Éric Brion, désigné comme le « premier porc » du mouvement international «#Balancetonporc ». Remporte une victoire judiciaire, le 25 septembre. Le TGI de Paris a condamné son accusatrice publique, Sandra Muller, pour diffamation.

#BalanceTonPorc

Deux ans après avoir lancé la “rébellion” #Balancetonporc sur Twitter, Sandra Muller, initiatrice de ce mot-clé emblématique, a finalement été condamnée pour diffamation. Elle doit verser 15.000 euros de dommages et intérêts à Éric Brion, l’homme qu’elle avait nommément accusé de harcèlement. Un verdict que déplorent amèrement les militantes de la cause. 

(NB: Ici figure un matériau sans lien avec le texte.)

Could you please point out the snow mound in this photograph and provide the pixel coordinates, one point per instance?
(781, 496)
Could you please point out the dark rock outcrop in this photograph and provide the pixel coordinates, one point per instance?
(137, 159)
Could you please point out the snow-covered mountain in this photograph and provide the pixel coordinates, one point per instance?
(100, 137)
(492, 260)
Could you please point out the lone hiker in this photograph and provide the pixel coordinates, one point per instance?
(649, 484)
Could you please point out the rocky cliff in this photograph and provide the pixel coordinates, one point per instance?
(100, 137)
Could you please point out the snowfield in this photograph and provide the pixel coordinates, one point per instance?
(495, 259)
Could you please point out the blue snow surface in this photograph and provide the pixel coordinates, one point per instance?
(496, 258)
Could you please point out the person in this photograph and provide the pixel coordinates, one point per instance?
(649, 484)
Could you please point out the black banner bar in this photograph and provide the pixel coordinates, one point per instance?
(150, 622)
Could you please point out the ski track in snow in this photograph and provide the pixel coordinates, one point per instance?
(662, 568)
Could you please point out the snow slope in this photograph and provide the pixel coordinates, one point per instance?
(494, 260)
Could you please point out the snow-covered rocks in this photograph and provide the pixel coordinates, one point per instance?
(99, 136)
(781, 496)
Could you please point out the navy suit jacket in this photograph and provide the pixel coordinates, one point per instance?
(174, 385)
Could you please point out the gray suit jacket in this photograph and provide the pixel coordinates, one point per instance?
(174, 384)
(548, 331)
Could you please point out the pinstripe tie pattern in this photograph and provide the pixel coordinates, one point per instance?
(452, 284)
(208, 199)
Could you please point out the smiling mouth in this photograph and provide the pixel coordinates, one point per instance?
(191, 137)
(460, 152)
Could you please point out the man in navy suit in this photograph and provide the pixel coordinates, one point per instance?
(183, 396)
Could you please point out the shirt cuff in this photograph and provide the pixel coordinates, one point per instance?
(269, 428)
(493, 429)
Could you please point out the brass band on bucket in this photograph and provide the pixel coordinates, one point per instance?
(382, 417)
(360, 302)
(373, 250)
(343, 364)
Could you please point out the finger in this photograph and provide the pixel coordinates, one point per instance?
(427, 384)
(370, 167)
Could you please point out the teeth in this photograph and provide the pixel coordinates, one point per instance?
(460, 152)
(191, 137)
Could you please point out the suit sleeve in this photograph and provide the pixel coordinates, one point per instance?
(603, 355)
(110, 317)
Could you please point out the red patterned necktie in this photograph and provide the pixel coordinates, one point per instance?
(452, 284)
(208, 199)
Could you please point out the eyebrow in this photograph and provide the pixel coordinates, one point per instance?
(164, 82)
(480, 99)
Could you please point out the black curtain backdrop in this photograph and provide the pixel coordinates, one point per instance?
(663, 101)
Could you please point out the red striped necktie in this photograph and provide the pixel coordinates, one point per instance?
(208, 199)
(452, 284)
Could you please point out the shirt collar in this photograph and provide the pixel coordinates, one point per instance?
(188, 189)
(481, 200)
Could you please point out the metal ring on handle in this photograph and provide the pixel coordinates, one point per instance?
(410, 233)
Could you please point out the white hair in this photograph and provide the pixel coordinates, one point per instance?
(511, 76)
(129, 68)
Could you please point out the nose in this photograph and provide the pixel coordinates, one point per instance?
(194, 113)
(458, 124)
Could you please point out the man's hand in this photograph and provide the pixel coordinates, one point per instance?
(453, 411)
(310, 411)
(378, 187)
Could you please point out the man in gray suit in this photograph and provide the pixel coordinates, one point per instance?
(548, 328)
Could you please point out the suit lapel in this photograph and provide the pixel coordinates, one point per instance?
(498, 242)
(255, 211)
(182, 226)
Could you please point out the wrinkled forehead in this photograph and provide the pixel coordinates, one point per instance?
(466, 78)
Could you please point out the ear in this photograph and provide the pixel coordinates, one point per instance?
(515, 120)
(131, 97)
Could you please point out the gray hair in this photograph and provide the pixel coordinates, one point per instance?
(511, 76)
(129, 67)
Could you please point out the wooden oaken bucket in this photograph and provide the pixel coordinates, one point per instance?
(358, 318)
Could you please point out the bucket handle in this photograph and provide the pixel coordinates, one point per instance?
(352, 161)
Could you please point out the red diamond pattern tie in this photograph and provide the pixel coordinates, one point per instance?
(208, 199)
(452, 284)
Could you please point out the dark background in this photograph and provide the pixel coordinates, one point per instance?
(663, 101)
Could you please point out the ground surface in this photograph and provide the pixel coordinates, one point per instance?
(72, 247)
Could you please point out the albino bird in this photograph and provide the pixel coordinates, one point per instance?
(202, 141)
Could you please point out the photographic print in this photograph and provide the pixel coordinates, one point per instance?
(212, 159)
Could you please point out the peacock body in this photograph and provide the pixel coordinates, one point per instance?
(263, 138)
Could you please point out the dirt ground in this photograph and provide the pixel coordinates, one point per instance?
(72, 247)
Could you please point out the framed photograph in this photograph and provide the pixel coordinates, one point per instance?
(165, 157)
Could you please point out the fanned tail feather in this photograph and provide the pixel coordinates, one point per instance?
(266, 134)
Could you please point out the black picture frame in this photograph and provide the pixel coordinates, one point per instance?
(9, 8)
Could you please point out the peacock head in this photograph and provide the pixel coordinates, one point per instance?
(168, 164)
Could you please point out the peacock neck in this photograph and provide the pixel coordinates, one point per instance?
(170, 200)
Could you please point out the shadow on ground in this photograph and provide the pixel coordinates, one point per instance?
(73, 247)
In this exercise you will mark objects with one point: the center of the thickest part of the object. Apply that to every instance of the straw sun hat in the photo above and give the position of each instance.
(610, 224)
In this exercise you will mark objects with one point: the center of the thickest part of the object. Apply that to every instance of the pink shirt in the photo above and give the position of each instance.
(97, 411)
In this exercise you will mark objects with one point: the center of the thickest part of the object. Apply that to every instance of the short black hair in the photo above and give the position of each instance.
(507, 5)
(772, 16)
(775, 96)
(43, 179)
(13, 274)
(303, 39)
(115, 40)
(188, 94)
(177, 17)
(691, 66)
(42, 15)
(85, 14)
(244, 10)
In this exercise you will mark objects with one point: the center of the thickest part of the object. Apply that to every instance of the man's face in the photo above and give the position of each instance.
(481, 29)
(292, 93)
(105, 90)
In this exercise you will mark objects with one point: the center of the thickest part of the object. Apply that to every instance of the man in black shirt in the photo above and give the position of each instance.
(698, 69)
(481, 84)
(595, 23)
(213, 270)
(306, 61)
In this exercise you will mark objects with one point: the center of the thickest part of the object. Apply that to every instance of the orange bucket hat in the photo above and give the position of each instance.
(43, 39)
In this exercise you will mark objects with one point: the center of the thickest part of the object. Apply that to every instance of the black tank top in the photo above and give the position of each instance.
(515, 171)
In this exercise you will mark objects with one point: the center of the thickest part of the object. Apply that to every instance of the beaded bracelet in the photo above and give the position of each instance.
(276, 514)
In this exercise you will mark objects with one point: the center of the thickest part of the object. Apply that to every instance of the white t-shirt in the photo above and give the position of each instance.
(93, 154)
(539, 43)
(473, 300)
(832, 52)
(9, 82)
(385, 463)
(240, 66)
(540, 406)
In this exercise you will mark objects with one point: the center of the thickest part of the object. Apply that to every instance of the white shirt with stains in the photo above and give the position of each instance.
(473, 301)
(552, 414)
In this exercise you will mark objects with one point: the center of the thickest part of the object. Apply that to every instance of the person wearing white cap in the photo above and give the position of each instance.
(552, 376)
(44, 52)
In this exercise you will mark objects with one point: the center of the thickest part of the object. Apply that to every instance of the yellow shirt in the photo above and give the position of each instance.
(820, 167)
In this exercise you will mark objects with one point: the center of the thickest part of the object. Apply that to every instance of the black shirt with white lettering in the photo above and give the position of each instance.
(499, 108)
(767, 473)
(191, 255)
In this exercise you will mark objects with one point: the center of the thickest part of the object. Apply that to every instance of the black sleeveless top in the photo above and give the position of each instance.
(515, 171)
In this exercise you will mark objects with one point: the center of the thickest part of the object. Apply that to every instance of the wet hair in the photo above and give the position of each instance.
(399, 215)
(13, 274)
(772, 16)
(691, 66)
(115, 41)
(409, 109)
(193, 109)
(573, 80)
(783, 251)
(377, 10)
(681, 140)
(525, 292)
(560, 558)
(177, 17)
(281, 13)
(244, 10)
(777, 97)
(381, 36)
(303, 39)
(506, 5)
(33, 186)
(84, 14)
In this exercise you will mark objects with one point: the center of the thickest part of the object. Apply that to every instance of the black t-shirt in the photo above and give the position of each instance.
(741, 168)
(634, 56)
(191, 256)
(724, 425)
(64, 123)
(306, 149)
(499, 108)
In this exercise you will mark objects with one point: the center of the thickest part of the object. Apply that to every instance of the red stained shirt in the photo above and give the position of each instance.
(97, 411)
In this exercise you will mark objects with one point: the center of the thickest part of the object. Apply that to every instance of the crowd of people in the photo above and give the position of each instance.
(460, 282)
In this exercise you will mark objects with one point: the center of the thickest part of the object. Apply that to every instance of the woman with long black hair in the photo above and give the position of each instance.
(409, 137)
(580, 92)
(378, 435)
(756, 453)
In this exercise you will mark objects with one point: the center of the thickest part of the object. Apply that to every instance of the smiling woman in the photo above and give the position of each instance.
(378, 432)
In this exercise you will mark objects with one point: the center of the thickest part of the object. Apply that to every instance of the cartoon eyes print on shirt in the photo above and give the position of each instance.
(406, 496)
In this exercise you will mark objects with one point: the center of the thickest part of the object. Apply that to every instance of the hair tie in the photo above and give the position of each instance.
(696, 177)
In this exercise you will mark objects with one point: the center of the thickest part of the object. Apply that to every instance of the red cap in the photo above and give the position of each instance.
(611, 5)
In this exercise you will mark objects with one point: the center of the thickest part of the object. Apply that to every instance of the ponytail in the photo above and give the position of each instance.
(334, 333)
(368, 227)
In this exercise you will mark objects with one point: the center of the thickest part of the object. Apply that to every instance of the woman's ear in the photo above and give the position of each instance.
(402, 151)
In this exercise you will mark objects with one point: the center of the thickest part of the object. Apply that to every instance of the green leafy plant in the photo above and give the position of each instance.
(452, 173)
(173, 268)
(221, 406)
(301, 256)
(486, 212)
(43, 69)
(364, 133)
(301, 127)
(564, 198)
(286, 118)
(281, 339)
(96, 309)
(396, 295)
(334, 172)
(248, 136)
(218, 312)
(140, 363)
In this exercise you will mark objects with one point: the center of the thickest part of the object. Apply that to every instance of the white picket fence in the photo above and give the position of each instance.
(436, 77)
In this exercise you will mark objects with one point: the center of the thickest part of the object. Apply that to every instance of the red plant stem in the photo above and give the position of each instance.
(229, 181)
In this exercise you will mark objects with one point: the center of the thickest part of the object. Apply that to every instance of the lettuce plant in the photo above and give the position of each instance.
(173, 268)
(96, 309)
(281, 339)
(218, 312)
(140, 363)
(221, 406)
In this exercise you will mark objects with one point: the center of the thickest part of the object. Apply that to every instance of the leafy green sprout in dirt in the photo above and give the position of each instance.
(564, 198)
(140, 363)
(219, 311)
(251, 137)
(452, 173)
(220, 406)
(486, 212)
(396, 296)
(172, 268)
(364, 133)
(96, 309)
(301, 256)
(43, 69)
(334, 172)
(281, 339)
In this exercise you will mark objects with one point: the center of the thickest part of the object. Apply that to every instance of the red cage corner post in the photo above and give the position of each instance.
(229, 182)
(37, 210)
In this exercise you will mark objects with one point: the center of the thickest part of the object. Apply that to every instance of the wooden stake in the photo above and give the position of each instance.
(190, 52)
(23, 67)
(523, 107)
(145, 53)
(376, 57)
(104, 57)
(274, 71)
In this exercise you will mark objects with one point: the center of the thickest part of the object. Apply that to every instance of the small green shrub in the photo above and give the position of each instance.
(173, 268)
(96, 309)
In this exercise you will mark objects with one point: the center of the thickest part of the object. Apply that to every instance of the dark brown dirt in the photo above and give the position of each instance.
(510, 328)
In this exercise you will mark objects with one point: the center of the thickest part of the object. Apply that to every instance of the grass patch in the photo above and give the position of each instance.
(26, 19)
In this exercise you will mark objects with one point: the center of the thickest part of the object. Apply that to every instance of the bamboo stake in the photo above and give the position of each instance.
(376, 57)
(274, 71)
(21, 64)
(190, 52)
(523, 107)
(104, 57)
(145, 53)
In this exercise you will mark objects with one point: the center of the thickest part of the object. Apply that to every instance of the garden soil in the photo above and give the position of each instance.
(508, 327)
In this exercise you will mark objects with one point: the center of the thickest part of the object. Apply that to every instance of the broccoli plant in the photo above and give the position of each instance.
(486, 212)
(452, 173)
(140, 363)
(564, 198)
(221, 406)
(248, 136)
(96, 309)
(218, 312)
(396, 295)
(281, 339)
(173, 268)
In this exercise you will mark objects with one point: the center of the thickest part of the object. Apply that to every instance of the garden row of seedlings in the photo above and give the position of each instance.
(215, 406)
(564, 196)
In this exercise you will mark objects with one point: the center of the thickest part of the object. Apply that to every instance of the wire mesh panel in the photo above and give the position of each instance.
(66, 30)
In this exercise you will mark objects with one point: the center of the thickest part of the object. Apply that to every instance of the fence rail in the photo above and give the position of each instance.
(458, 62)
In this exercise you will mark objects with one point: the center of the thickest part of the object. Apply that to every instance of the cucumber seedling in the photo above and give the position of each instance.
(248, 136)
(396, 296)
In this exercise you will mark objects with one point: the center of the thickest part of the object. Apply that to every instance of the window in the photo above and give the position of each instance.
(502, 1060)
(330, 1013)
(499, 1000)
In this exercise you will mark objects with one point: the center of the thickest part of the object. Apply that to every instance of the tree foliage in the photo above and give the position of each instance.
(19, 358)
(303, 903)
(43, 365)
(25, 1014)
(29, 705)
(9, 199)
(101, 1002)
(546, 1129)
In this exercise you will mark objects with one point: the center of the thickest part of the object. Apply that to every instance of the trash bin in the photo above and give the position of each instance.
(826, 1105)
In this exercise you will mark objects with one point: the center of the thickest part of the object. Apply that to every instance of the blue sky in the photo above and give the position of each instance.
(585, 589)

Accusations excessives ou nouvelle injustice à l’égard des femmes? Force est de constater que la très grande majorité des prévenus, très majoritairement masculins, ne sont pas souvent reconnus coupables de leurs actes.

Les propos avaient été tenus lors d’une soirée cannoise en 2012, où ils se trouvaient tous les deux. Les deux messages avaient surtout connu un écho retentissant sur Twitter, suscitant une vague de solidarité féminine sur les réseaux sociaux. Le mouvement #MeToo voyait le jour de l’autre côté de l’Atlantique. Éric Brion, avait décidé de déposer plainte contre Sandra Muller pour diffamation. S’il reconnaissait des “propos déplacés”, il contestait formellement être un “harceleur sexuel”.

Condamnation de Sandra Muller pour diffamation

Et la justice allait lui donner raison. Selon le verdict du tribunal de Paris, Sandra Muller a en effet “manqué de prudence dans son tweet”, utilisé “des termes virulents, tels que porc et balance” et “dépassé les limites admissibles de la liberté d’expression”. La cour a ainsi considéré que ses propos avaient dégénéré en “attaque personnelle” et exposé sa cible à la “réprobation sociale”.

Dans cette décision, rendue par un juge civil, le tribunal rappelle une chose fondamentale : si l’on accuse publiquement, sur les médias sociaux, une personne présumée innocente d’une infraction qu’elle n’a pas commise ou que l’on ne peut prouver, on s’expose soi-même à être condamné pour diffamation. En cela, le tribunal ne fait que rappeler un principe qui existe depuis la loi sur la presse de 1881. Cela ne veut pas dire qu’on ne peut pas dénoncer des faits dont on s’estime victime, cela veut simplement dire que, si on veut les dénoncer, on doit le faire par la voie d’une plainte adressée aux autorités judiciaires (et non sur Twitter).

En revanche, ce qu’il ne faut surtout pas lire dans ce jugement, c’est une critique du mouvement #MeToo ou #BalanceTonPorc. Il n’est pas question de restreindre la parole des femmes victimes de violences. C’est un combat essentiel sur lequel les politiques pénales doivent continuer à évoluer pour que les victimes se sentent entendues et accompagnées judiciairement.

Quelle victoire ou quelle défaite signe cette affaire ? Celle de la justice sur la morale ? Celle du tribunal judiciaire sur le tribunal médiatique ?

C’est une victoire du droit sur la morale et les médias. Mais, derrière elle, cette affaire est le symptôme d’une défaite de notre système judiciaire face à l’opinion publique. 

En effet, si certaines personnes ont plus facilement recours au tribunal de l’opinion publique plutôt qu’aux juges dont c’est la fonction, c’est parce qu’elles considèrent (à tort ou à raison) que le système judiciaire est incapable de protéger les « victimes » et de faire condamner les auteurs. D’où le recours à des dénonciations dans les médias sociaux qui rendent un verdict instantané et sans appel.